The spectacular aerial shots of the hotel were from the Timberline Lodge, near Mt. Hood in Oregon. The Timberline was built by the WPA in 1937, as a Depression Era project. Pres. Franklin Roosevelt was there for the dedication.
The hotel used for the 1977 movie was the Stanley Hotel in Colorado. I've seen photos, but I don't think it's in a remote location, like the version in the films.
FJGuy, you're right - the interior shots of the hotel in the 1980 version were taken at Elstree Studios in England.
At one time, my students and I found an "Overlook Hotel," advertising on the internet. I believe it was located in Colorado, but at the time we were unaware of all these different set locations. It must have been the Stanley Hotel.

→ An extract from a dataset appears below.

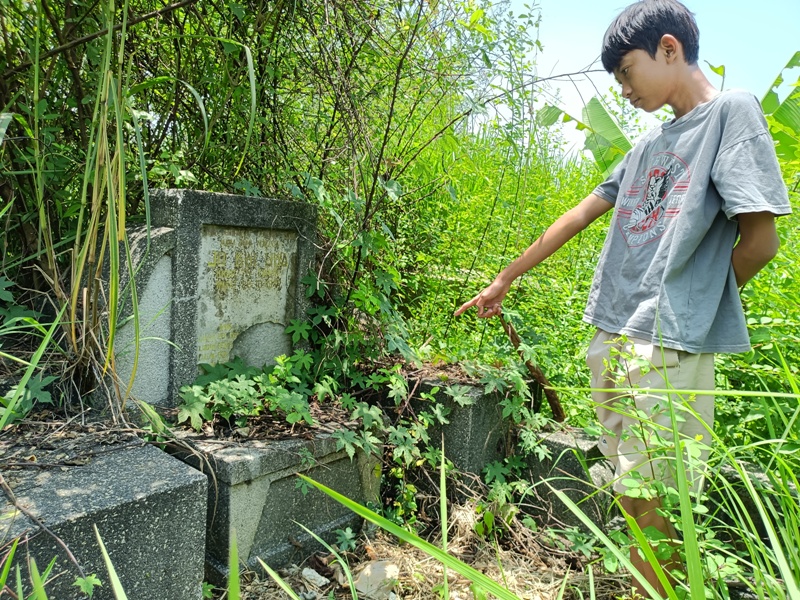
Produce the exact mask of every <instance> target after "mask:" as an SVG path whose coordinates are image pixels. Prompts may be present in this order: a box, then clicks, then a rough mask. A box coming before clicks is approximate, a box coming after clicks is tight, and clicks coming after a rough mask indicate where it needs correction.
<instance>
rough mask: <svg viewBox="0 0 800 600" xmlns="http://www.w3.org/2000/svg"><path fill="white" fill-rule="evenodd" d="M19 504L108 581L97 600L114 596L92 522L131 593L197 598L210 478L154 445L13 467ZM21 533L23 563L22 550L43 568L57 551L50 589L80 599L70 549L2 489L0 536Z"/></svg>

I'm always interested in how writers get their ideas, and it seems that King had an idea about a sentient, evil hotel, but he didn't flesh it out until he and his wife and three-year-old son spent a vacation in a remote lodge, where they were the only visitors. During the night, he had a dream that his son was being chased by a fire hose. He wrote "The Shining" in 3 months! Another interesting side note: His publisher didn't want him to publish it so soon after his first two novels (which were in the horror genre), because he said King would be "typecast" as a horror writer! Hahaha! King took the comment as a compliment! Look what's happened since! Does the man ever run out of ideas??